## Data Preprocessing / Cleaning

Data Preprocessing is a technique that is used to convert the raw data into a clean data set. A dataset can be referred to as a dirty set if it has any of the following characteristics:
-    Missing Values
-    Duplicate Values
-    Wrong Values
-    Type Mismatch
-    Unnecessary Rows or Columns

Let's start with the missing values. To check all the missing values in the dataset, we could use:

In [None]:
df.isnull()

Since it returns the values in Boolean (T/F) format, we could use .sum() to get the sum of missing values in each column

In [None]:
df.isnull().sum()

### How to tackle Missing Values?

We can simply delete rows with missing values, but usually we would want to take advantage of as many data points as possible. Replacing missing values with zeros would not be a good idea - as age 0 or price 0 have actual meanings and that would change our data.

Therefore a good replacement value would be something that doesn't affect the data too much, such as the median or mean. The "fillna" function replaces every NaN (not a number) entry with the given input:

#### Filling with Mean, Median and Mode

In [None]:
df[col] = df[col].fillna(df[col].mean())

In [None]:
df[col] = df[col].fillna(df[col].median())

In [None]:
df[col] = df[col].fillna(df[col].mode()[0])

#### Filling with Interpolation

In [None]:
df[col] = df[col].interpolate(method ='linear', limit_direction ='forward')

#### Filling with backward or forward fill

In [None]:
df[col] = df[col].fillna(method='ffill')

In [None]:
df[col] = df[col].fillna(method='bfill')

We can also remove the missing values from our dataset using:

#### Removing Row (if all values are missing)

In [None]:
df = df.dropna(how='all')

#### Removing Missing Values (column wise)

In [None]:
df = df.dropna(axis=1)

#### Removing Missing Values (row wise)

In [None]:
df = df.dropna(axis=0)

### Taking care of Duplicate Values

We can simply drop duplicates from our dataset using drop_duplicates function

In [None]:
df.drop_duplicates(keep=first,inplace=True)

### Type Mismatch

We can change the datatypes of any column using:

In [None]:
df[col] = df[col].astype('int64')

In [None]:
df[col] = df[col].astype('object')

In [None]:
df[col] = df[col].astype('float64')

### Handling Wrong Values

We can change any wrongly entered value from column using:

In [None]:
df[col].replace(to_replace=st1, value=st2)
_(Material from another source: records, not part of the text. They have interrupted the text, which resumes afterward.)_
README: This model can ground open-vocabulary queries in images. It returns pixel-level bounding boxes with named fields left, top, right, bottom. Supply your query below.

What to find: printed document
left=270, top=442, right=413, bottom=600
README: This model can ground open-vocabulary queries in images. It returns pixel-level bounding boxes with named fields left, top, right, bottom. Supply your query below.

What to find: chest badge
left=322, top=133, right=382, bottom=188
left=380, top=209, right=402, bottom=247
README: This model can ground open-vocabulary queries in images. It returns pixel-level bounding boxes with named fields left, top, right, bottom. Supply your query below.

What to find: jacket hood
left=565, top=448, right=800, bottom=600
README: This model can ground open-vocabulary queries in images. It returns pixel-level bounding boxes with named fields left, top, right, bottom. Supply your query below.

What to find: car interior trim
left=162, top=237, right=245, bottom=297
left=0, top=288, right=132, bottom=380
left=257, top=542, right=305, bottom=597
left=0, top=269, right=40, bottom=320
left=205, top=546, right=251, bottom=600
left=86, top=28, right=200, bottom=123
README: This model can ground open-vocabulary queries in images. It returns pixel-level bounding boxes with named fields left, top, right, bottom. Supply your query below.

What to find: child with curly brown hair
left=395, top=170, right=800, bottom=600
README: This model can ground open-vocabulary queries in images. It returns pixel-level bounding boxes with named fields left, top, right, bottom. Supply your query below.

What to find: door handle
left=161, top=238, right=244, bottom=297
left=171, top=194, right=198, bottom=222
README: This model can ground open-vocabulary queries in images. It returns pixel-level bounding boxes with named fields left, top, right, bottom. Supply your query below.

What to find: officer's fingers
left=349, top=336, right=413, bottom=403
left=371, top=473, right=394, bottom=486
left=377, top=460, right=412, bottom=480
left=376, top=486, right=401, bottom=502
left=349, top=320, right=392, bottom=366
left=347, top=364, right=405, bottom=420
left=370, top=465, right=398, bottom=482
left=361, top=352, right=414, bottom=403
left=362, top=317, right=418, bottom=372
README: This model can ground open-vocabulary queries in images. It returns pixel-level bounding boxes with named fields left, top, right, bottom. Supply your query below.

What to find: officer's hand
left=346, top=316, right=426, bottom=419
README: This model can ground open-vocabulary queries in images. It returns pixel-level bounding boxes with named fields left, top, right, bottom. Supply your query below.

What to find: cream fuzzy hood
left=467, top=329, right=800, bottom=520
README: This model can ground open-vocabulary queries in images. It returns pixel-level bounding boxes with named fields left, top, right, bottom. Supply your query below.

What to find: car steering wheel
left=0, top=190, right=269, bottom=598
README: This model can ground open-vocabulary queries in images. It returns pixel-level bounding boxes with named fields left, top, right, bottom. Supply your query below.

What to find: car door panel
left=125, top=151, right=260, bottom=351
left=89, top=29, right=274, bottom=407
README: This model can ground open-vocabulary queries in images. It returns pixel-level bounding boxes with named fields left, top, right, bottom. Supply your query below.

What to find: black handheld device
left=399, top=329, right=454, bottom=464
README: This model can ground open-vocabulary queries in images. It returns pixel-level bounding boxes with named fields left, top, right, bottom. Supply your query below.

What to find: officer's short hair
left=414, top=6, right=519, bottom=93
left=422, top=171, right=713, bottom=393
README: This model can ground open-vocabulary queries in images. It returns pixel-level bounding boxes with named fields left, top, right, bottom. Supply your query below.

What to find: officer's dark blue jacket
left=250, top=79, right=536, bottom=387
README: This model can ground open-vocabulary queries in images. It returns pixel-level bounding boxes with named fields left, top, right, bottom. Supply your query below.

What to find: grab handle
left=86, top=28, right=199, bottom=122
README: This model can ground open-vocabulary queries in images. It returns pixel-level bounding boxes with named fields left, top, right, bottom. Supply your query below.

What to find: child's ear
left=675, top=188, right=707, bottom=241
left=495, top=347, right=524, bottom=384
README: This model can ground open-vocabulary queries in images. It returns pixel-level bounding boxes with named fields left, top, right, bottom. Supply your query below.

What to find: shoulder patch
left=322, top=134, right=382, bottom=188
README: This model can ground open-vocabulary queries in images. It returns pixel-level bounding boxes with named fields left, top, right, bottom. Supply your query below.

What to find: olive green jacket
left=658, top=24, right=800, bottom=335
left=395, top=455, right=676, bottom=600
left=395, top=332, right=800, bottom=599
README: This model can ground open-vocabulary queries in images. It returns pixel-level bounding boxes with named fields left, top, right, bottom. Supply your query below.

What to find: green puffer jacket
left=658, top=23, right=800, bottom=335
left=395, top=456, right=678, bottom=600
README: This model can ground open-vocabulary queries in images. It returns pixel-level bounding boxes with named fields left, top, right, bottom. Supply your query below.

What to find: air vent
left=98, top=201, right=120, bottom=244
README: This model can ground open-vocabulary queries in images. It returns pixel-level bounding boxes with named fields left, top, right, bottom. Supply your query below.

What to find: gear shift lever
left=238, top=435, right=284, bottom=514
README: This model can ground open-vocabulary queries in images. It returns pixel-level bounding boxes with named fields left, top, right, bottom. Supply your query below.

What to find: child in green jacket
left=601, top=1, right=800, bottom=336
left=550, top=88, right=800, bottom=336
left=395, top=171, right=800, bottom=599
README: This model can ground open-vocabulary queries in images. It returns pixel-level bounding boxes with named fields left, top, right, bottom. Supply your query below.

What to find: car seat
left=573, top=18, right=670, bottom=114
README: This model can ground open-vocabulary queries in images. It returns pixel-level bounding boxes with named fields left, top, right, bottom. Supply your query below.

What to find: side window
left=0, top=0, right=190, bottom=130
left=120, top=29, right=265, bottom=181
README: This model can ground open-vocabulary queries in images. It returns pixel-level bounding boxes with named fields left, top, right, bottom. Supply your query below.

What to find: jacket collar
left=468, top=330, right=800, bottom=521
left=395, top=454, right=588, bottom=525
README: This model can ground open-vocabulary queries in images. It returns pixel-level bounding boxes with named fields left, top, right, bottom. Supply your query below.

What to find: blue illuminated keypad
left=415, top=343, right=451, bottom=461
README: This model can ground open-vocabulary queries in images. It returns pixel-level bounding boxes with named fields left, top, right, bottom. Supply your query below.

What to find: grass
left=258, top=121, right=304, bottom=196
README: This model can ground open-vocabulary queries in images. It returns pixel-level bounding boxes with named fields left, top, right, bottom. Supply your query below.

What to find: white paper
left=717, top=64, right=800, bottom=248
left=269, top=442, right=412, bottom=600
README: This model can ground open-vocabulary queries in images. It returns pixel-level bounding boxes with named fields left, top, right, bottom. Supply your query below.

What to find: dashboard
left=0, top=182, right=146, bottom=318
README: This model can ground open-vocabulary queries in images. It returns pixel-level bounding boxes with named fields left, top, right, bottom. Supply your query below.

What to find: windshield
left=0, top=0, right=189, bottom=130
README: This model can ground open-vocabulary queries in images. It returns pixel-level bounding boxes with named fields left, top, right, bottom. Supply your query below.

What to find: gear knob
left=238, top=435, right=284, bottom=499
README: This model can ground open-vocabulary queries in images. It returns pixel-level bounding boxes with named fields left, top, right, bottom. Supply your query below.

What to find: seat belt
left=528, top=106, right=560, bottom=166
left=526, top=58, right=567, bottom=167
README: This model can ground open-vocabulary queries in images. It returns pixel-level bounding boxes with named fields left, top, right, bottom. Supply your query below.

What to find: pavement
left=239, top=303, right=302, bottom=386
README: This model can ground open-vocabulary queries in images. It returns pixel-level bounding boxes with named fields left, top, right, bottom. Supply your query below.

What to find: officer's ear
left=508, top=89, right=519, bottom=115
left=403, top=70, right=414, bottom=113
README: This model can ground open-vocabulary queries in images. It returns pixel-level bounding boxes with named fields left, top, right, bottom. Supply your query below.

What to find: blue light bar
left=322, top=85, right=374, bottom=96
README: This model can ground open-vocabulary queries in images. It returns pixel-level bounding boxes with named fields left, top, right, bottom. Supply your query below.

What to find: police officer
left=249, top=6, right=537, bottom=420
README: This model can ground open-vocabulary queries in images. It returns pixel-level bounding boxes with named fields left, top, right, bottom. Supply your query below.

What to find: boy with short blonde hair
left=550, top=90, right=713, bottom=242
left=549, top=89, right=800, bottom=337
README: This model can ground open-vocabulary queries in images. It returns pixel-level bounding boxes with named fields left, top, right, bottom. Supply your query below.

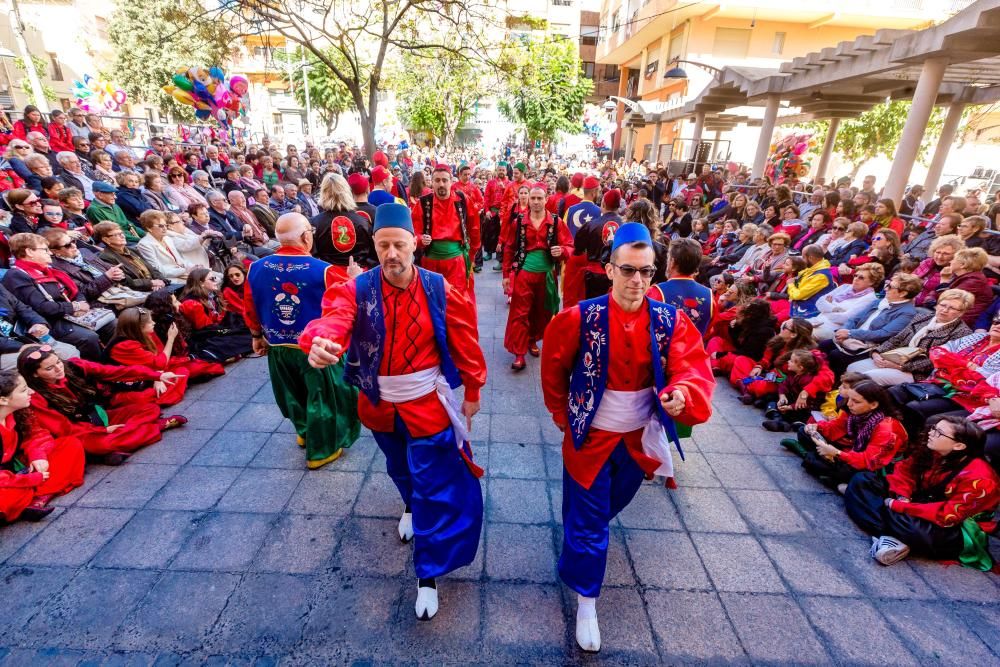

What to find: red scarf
left=16, top=259, right=79, bottom=300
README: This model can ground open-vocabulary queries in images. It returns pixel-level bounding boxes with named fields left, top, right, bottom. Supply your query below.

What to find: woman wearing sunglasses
left=17, top=344, right=186, bottom=467
left=0, top=368, right=84, bottom=523
left=7, top=189, right=43, bottom=234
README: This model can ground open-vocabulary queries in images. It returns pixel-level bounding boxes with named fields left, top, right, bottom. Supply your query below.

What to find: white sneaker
left=869, top=536, right=882, bottom=559
left=398, top=511, right=413, bottom=543
left=575, top=608, right=601, bottom=652
left=874, top=536, right=911, bottom=566
left=415, top=583, right=438, bottom=620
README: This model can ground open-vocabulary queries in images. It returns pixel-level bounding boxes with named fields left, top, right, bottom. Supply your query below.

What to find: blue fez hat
left=373, top=202, right=414, bottom=234
left=610, top=222, right=652, bottom=252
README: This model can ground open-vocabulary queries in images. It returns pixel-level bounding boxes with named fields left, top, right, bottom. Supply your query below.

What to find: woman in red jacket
left=221, top=264, right=248, bottom=319
left=17, top=344, right=186, bottom=466
left=731, top=317, right=820, bottom=403
left=0, top=369, right=84, bottom=523
left=788, top=380, right=907, bottom=491
left=846, top=414, right=1000, bottom=567
left=46, top=110, right=74, bottom=153
left=178, top=268, right=254, bottom=362
left=11, top=105, right=46, bottom=140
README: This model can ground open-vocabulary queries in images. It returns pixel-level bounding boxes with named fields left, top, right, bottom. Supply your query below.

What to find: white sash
left=591, top=389, right=674, bottom=478
left=378, top=368, right=469, bottom=448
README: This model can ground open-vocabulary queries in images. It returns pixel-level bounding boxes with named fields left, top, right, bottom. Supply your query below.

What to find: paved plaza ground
left=1, top=267, right=998, bottom=665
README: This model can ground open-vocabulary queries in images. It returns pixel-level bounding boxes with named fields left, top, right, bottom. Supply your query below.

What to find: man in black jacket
left=208, top=190, right=272, bottom=257
left=0, top=282, right=78, bottom=367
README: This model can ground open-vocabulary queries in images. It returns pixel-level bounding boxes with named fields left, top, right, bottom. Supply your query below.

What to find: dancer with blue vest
left=541, top=223, right=715, bottom=653
left=243, top=213, right=361, bottom=469
left=301, top=202, right=487, bottom=621
left=647, top=237, right=715, bottom=337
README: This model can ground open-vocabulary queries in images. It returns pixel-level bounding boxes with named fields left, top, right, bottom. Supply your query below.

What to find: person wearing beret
left=541, top=222, right=715, bottom=652
left=301, top=202, right=487, bottom=622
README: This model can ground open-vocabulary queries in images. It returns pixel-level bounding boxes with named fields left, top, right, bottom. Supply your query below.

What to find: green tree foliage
left=388, top=50, right=491, bottom=149
left=107, top=0, right=233, bottom=119
left=498, top=38, right=593, bottom=149
left=277, top=47, right=354, bottom=137
left=13, top=55, right=56, bottom=102
left=802, top=101, right=947, bottom=178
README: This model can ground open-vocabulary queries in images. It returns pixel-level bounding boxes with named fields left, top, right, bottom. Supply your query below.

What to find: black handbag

or we can use the following code snippet:

In [None]:
# These are the indexes where karchi is written instead of karachi

khi_wrong_values = df[df['Cities']=='karchi'].index.tolist()
print(khi_wrong_values )
# [119, 147, 156, 388, 453, 471, 487]


# replacing the karchi with Karachi

for index in ans_call_null:
    df.loc[index,'Cities'] = "Karachi"